人の心に入り込み、他人の位置を奪う僕こそ、一番の盗人ではないか?
長森家に入ろうとしていた空き巣を捕まえ、そんな事を思っていた。
2/1
新しい月の始まり。なぜだか気分が晴れ晴れしくない。
今日も雨が強い。
部屋の中に押し込められたような気がする。
2/6
長森がまた風邪をひいた。なんでも雨の中、高台の公園でずっと待っていたらしい。
またもこっそりと長森の部屋へ行く。
熱にうなされ、僕の手を握ってきた長森の目に涙が浮かび、安心したように眠りに沈んでいった。
胸が苦しかった。
2/7
次の日も長森の家へいった。
今日はまだ調子が良さそうだった。
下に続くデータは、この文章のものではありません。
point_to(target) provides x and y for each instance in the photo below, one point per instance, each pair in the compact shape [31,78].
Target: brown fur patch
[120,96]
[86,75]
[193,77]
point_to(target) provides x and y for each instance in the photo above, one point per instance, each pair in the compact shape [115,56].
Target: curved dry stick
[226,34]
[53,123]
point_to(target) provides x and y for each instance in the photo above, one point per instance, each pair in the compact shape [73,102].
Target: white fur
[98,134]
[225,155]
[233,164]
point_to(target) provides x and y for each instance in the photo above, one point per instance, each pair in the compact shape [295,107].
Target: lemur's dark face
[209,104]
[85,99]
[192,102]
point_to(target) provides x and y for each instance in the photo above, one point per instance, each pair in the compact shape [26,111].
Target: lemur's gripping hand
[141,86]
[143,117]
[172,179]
子守歌を歌ったら起きた。
起こしてしまったものは仕方ないので、暇つぶしにたわいない話をしていた。
胸につかえた言葉が、堰を切るように飛び出しそうだった。
初めて知る感情というものが体のどこかで渦巻き、外にでたいともがいている。
ただ出してしまえば、彼女が僕を受け入れても受け入れなくても、とぢらにしても僕の中で何か大事なものが壊れるだろう。
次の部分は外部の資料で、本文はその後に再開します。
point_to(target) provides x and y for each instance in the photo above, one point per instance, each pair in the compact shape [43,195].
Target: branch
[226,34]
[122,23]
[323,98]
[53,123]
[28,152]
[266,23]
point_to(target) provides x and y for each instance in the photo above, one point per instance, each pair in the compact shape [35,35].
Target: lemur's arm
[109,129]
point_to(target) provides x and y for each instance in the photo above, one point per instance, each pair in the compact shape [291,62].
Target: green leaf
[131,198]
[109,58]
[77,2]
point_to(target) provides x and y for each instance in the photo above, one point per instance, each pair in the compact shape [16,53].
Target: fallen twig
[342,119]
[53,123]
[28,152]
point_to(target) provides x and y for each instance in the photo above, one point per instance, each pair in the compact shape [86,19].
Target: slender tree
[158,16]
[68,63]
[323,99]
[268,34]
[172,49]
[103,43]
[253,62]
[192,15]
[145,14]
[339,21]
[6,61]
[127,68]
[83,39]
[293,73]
言い方は知らない。ただ近い言葉で言えば、それはプライドというのかもしれない。
長森は今日も手を握ったまま眠った。
2/8
今日は長森家に人が一日中いる。
仕方ないので倉庫で休む。
なんとはなしに手首の関節をあらぬ方向に軽く曲げる。
パシッ
だいたい限界だと思われる辺りまで曲がったところで、手首の中の方で小さな音が聞こえる。
パシッ パシッ
どこの関節でも同じような音が聞こえる。長い長い時間、そんなことをくりかえしていたら、体が元に戻らなくなった。
体の関節を5ヶ所ぐらい変な方向にねじまげたままあえいでいると、住井がやってきて一笑していった。
2/9
長森復帰。
僕は修理。
2/11
今日は学校へ。
授業中、ついつい前の席の長森に視線がいってしまう。
パシッ
あの音が聞こえた。
2/15
また体がよじれる。
「持て余した感情を始末する方法がわからないからだ」。住井が変な音の原因についてそう言っていた。
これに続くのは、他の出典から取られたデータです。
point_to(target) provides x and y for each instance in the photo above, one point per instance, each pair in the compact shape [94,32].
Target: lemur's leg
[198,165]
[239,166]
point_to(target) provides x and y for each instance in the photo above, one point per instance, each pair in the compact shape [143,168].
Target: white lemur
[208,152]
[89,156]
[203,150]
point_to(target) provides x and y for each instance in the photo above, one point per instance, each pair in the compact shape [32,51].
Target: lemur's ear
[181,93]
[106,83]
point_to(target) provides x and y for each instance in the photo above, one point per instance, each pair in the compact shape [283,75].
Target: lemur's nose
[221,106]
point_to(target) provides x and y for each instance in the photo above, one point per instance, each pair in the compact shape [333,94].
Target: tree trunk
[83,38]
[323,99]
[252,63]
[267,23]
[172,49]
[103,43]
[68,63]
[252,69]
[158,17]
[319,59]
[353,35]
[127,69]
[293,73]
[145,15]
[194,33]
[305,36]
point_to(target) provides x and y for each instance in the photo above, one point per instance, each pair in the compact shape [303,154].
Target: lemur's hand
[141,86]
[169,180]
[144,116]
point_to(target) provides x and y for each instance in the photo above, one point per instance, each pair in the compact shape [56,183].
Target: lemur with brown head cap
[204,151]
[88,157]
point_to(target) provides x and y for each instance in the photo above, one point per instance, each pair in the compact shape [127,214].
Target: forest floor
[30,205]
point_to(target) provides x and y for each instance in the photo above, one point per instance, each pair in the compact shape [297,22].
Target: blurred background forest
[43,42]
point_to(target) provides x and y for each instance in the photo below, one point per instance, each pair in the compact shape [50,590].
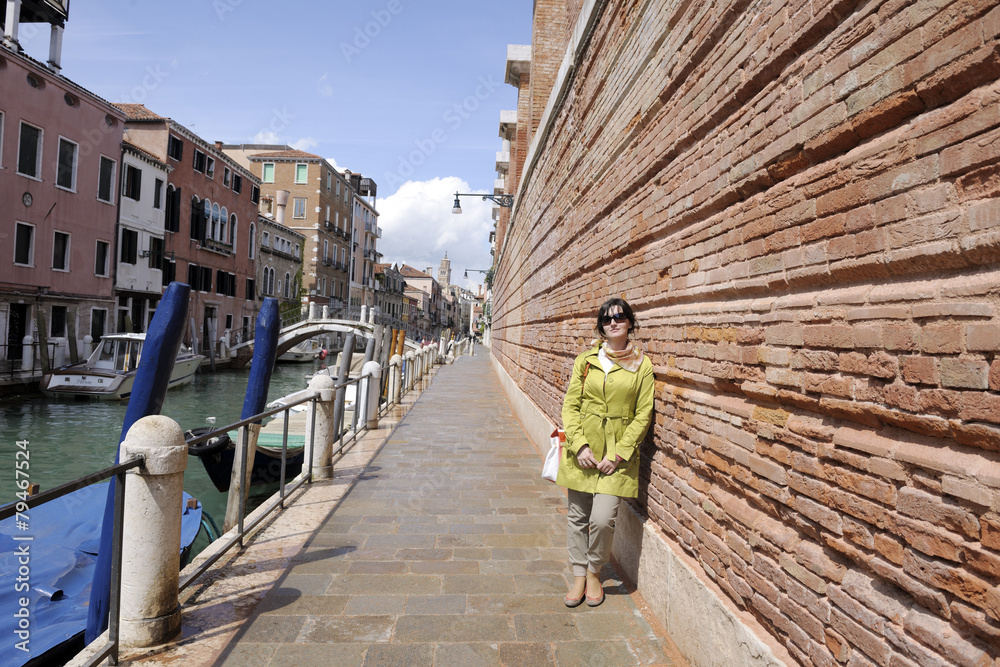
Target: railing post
[372,378]
[395,377]
[150,613]
[319,444]
[411,365]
涙を流せない自分にとっては、それが変わりになっているらしい。
涙は難しいとのことで、よだれの機能を付けて貰った。
2/16
役に立たない。
2/18
今日はひさびさに屋上に行ったら長森がいた。
「あれ、どうしたの?」
「そっちこそ」
「え、ちょっと外の空気がすいたくて」
「ならそれでいいです」
そして僕は笑う長森の隣に並ぶ。
2人でじっと街を見下ろしていると、なんとなく静かさが気になった。
何か話をふろう。
………………………………………。
「長森」
「何?」
「いい天気ですね」
「うん」
…………………曇ってはいるが。
「長森」
「何?」
「僕の事、どう思います?」
「好きだけど」
………………………………………………………。
何か、心のどこかで重い音がした。
「あの、落ち込んでる?」
「いえ、別に…………」
僕はフェンスの上でくたっ、となりながらも答えた。
「1人の、人格としてです」
気を取り直してもう一度訊ねる。人格、といったのは、本物の体はもちろん、性機能すらない僕には「男」という言葉はつかえないからだ。
「人格として?」
「はい」
「…………………」
予想した通り、彼女は僕が何を言いたいかを悟った瞬間、黙ってしまった。
長森は視線を落とし、下に見える中庭の方に視線を移している。まあ、その目が何も映していないことは間違いないのだろう。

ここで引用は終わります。